Analysis of values and changes in renal clearance revealed that the majority of patients had an improvement in renal function, with the exception of two patients with a postoperative clearance of <60 ml/min (36.21 and 41.5 ml/min, resp.), knowing that these 2 patients had some degree of kidney failure before surgery (preoperative clearance of 60.5 and 59.5 ml/min, resp.). This reflects the improvement in renal function and the rarity of delayed complications.

In our study, the patient with pelvic and bilateral ureteral tumors showed remission, without any recurrence on the annual scan even 7 years after the surgery, as well as for the patient with a solitary and an intrasinusal tumor who is disease free after 10 years of follow-up.

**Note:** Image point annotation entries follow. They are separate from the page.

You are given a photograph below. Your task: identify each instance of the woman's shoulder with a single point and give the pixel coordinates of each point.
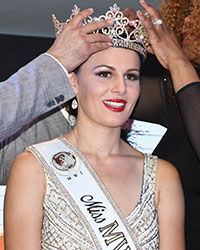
(166, 170)
(27, 170)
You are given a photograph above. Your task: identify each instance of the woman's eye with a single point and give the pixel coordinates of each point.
(131, 77)
(104, 74)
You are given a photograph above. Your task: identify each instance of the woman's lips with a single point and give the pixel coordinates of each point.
(116, 105)
(190, 38)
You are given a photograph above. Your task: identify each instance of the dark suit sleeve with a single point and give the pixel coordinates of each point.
(189, 102)
(35, 89)
(152, 105)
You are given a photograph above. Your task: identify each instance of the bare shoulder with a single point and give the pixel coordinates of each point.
(166, 170)
(28, 170)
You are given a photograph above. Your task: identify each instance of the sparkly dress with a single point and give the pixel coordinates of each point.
(63, 227)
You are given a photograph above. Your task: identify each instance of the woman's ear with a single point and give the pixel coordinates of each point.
(73, 82)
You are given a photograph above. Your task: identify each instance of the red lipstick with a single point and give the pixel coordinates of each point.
(115, 105)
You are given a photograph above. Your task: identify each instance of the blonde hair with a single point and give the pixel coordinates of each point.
(174, 13)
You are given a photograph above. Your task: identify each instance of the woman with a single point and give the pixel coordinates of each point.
(60, 203)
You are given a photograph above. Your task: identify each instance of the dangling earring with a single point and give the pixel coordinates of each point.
(74, 104)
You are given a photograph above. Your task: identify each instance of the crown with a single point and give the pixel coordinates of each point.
(126, 33)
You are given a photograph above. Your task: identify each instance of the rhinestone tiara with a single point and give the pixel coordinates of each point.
(126, 33)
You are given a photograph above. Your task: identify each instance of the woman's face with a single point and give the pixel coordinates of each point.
(107, 86)
(191, 42)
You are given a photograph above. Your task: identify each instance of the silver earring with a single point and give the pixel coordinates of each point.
(74, 104)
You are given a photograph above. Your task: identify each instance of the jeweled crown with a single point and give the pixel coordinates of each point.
(126, 33)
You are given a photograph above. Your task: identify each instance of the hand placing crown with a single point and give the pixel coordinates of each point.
(126, 33)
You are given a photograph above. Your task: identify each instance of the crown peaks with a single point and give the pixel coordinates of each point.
(126, 33)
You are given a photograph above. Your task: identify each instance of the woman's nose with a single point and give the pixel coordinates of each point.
(119, 86)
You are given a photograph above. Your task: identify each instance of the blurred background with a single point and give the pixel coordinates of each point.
(26, 30)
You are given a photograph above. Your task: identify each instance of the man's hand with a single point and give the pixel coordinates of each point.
(75, 43)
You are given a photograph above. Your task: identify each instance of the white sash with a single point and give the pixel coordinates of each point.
(82, 183)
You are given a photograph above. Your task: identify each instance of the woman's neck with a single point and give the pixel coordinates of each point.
(95, 139)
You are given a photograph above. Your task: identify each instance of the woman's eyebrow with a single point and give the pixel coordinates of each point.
(112, 68)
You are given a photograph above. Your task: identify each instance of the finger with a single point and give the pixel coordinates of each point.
(130, 13)
(150, 50)
(97, 37)
(155, 15)
(78, 19)
(95, 25)
(146, 23)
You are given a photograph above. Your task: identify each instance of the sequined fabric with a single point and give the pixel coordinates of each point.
(63, 228)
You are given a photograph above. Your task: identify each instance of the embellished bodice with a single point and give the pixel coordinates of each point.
(64, 228)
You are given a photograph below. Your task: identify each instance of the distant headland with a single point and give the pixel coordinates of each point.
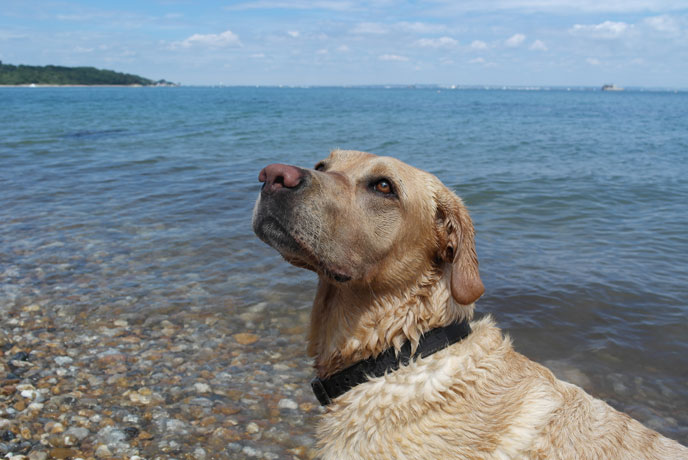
(51, 75)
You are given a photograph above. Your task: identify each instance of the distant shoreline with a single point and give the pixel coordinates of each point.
(37, 85)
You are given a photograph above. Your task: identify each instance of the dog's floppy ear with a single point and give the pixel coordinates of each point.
(457, 247)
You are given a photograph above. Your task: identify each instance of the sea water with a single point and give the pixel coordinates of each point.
(142, 198)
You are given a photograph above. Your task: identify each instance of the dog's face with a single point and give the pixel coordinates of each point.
(362, 219)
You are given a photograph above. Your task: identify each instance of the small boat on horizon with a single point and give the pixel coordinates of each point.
(611, 87)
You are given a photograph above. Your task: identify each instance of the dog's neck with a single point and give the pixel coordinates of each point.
(349, 324)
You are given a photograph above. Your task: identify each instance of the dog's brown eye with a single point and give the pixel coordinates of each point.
(383, 186)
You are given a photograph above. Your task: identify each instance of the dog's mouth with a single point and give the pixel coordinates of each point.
(295, 250)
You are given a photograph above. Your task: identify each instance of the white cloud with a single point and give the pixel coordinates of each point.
(538, 45)
(393, 57)
(370, 28)
(294, 5)
(663, 23)
(443, 42)
(421, 27)
(226, 38)
(607, 29)
(515, 40)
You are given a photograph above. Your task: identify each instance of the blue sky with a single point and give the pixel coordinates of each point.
(352, 42)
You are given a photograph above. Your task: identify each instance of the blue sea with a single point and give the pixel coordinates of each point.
(117, 200)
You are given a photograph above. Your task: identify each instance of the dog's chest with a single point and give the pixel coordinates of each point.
(440, 405)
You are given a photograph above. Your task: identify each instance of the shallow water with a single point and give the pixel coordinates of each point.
(138, 201)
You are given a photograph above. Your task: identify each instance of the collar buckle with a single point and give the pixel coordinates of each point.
(320, 391)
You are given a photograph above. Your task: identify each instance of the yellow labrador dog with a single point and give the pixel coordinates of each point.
(401, 371)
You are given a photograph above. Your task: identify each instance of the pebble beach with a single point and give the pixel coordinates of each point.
(184, 385)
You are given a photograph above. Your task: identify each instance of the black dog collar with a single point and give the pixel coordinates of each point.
(432, 341)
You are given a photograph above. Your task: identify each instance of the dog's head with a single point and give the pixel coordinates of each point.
(361, 219)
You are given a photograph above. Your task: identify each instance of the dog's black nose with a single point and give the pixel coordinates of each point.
(277, 176)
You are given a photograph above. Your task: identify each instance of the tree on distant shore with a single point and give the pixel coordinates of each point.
(58, 75)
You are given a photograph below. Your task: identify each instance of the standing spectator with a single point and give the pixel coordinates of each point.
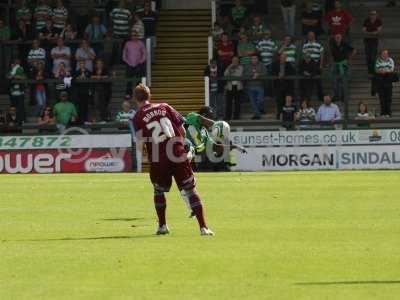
(226, 51)
(282, 86)
(385, 77)
(41, 14)
(289, 112)
(290, 49)
(255, 86)
(213, 71)
(288, 8)
(87, 54)
(238, 13)
(372, 28)
(267, 48)
(64, 112)
(17, 90)
(245, 50)
(134, 56)
(61, 54)
(328, 111)
(234, 90)
(338, 20)
(59, 16)
(310, 69)
(341, 54)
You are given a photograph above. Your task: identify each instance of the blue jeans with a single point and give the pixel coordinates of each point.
(256, 95)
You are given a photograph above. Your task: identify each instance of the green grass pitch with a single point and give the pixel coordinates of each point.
(305, 235)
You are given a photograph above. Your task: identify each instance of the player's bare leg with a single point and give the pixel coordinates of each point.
(160, 204)
(197, 208)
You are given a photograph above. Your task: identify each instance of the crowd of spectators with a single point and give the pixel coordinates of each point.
(40, 41)
(290, 70)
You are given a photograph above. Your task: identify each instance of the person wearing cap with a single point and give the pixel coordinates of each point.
(134, 56)
(372, 27)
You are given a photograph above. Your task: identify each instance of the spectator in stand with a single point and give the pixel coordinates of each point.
(245, 50)
(257, 29)
(385, 77)
(282, 86)
(64, 112)
(83, 91)
(234, 89)
(289, 112)
(17, 90)
(101, 93)
(85, 53)
(288, 8)
(310, 69)
(338, 20)
(290, 49)
(328, 111)
(255, 86)
(138, 27)
(61, 54)
(46, 117)
(226, 51)
(267, 49)
(59, 16)
(311, 20)
(134, 56)
(372, 28)
(213, 71)
(149, 19)
(238, 13)
(342, 54)
(41, 14)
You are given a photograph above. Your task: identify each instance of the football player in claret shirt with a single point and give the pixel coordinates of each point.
(160, 128)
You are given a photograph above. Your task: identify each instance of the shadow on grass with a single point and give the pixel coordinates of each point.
(357, 282)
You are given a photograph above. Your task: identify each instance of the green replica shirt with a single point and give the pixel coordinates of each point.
(196, 132)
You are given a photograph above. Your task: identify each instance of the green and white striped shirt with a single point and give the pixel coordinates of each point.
(314, 49)
(267, 49)
(121, 18)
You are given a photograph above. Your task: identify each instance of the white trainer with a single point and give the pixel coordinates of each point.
(206, 231)
(162, 230)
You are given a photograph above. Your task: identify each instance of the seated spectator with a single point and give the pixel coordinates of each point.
(372, 27)
(290, 49)
(341, 54)
(255, 86)
(226, 51)
(46, 117)
(338, 20)
(41, 14)
(238, 13)
(385, 76)
(288, 115)
(267, 48)
(234, 89)
(59, 16)
(64, 112)
(138, 26)
(85, 53)
(134, 56)
(61, 55)
(257, 29)
(245, 50)
(282, 86)
(311, 20)
(310, 69)
(328, 111)
(17, 90)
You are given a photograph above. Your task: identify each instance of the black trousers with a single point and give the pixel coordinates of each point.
(385, 92)
(371, 52)
(233, 99)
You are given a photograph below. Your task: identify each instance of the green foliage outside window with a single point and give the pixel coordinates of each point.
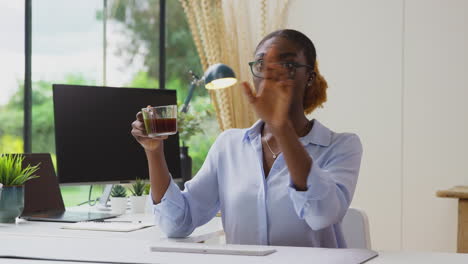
(140, 25)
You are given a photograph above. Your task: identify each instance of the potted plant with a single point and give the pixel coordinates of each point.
(118, 199)
(12, 178)
(149, 200)
(137, 200)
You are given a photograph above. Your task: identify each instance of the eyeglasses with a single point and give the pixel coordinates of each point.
(258, 67)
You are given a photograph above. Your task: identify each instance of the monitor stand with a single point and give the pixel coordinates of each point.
(105, 198)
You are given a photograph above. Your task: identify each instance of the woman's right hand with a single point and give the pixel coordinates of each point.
(139, 133)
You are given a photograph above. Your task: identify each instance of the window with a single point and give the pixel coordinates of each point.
(12, 75)
(108, 42)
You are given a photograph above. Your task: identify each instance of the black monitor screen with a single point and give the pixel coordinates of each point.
(92, 133)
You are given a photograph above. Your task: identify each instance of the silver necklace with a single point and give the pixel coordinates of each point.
(268, 145)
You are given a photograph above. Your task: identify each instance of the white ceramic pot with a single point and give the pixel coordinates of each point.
(119, 205)
(137, 204)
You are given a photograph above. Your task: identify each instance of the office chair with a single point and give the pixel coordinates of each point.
(355, 226)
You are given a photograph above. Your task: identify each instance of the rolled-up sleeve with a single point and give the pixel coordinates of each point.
(330, 187)
(180, 212)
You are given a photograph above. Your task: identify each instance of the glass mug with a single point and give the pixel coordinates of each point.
(160, 120)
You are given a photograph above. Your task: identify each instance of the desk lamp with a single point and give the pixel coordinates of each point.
(217, 76)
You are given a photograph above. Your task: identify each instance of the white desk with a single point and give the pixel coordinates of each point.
(47, 239)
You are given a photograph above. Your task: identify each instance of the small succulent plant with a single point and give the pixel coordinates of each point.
(147, 188)
(118, 191)
(138, 188)
(12, 173)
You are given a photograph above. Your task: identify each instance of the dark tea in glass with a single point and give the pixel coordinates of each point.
(160, 120)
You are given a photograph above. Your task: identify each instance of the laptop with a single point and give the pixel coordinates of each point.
(43, 199)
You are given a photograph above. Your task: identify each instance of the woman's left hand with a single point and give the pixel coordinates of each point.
(275, 95)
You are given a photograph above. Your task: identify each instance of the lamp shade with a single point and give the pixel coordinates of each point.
(219, 76)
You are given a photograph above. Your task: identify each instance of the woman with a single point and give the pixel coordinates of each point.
(284, 181)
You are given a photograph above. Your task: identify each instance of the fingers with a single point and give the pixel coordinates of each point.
(248, 92)
(139, 116)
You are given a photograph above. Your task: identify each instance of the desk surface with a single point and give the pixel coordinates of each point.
(43, 238)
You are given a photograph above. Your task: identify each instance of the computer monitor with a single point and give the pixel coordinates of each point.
(92, 133)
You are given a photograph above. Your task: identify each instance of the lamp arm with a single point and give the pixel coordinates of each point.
(193, 85)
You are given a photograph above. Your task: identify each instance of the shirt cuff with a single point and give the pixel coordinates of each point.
(319, 183)
(171, 203)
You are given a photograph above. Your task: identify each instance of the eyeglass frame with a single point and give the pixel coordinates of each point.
(292, 65)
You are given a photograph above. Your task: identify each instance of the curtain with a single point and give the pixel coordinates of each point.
(227, 31)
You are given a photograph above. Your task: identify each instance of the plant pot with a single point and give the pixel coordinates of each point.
(11, 203)
(137, 204)
(119, 205)
(149, 204)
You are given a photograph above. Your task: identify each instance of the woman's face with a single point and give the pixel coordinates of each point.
(284, 50)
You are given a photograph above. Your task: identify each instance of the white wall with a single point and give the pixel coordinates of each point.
(398, 76)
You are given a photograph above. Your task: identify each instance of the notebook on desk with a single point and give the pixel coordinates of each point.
(106, 226)
(43, 199)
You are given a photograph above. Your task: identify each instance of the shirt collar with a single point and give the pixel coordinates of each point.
(318, 135)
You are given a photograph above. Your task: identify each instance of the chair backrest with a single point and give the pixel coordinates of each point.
(355, 226)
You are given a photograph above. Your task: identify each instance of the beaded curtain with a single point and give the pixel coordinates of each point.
(227, 31)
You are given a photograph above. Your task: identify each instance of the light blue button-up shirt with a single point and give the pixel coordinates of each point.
(259, 210)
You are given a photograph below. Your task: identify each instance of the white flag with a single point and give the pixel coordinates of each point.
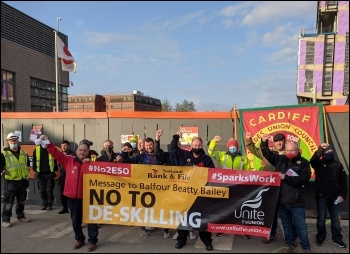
(67, 60)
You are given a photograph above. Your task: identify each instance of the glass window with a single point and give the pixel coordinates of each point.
(309, 80)
(310, 52)
(3, 91)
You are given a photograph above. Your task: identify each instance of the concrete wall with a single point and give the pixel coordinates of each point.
(103, 127)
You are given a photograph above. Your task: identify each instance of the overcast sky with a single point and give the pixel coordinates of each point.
(213, 53)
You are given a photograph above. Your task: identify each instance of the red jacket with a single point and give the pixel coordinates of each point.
(73, 187)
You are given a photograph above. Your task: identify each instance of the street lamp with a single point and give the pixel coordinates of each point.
(313, 90)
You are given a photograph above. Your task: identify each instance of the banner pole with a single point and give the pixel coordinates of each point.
(325, 123)
(235, 117)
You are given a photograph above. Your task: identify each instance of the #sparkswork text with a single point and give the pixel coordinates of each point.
(210, 191)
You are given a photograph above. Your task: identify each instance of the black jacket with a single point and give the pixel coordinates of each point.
(292, 189)
(331, 179)
(185, 158)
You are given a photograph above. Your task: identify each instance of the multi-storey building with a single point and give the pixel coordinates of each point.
(28, 73)
(323, 57)
(135, 101)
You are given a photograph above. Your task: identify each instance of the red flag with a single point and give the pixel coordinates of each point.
(67, 60)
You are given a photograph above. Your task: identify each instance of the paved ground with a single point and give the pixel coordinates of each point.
(50, 232)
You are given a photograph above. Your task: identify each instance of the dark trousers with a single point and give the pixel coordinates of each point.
(14, 190)
(75, 206)
(324, 204)
(46, 184)
(203, 235)
(274, 227)
(64, 199)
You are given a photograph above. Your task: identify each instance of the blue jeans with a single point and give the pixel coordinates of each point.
(324, 204)
(75, 206)
(294, 215)
(14, 190)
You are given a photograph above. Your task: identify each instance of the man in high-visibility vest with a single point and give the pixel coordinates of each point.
(45, 167)
(15, 169)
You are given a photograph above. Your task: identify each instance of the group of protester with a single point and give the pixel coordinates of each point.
(295, 173)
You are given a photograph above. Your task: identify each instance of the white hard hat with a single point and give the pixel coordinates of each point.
(12, 135)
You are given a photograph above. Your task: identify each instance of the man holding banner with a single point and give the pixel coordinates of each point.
(279, 141)
(295, 173)
(196, 157)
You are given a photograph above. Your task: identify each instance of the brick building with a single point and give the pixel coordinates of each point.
(28, 76)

In this study, the relatively long follow-up (average of 55 months) empowers the study and explains RAs validity and effectiveness. However, a retrospective study like ours could be criticized. The limited number of patients enrolled, the one center-one surgeon experience are some of the limitations of this study.

5. Conclusion

Renal autotransplantation is a rare, safe, and effective surgical procedure for the treatment of complex urologic conditions. In some instances, it may be of great utility for kidney salvage in some carefully selected patients. Our center’s experience in renal autotransplantation showed low complications rate, preserved kidney function, and no cancer recurrence on the early and late follow-up.

Ethical Approval

All procedures performed in studies involving human participants were in accordance with the ethical standards of the institutional and/or national research committee and with the 1964 Helsinki Declaration and its later amendments or comparable ethical standards.

Informed consent was obtained from all individual participants included in the study.

Conflicts of Interest

The authors declare that they have no conflicts of interest.

Authors’ Contributions

Ali Bourgi performed project development and manuscript writing. Rana Aoun was involved in data collection. Elias Ayoub did manuscript writing. Maroun Moukarzel was responsible for data analysis and manuscript editing.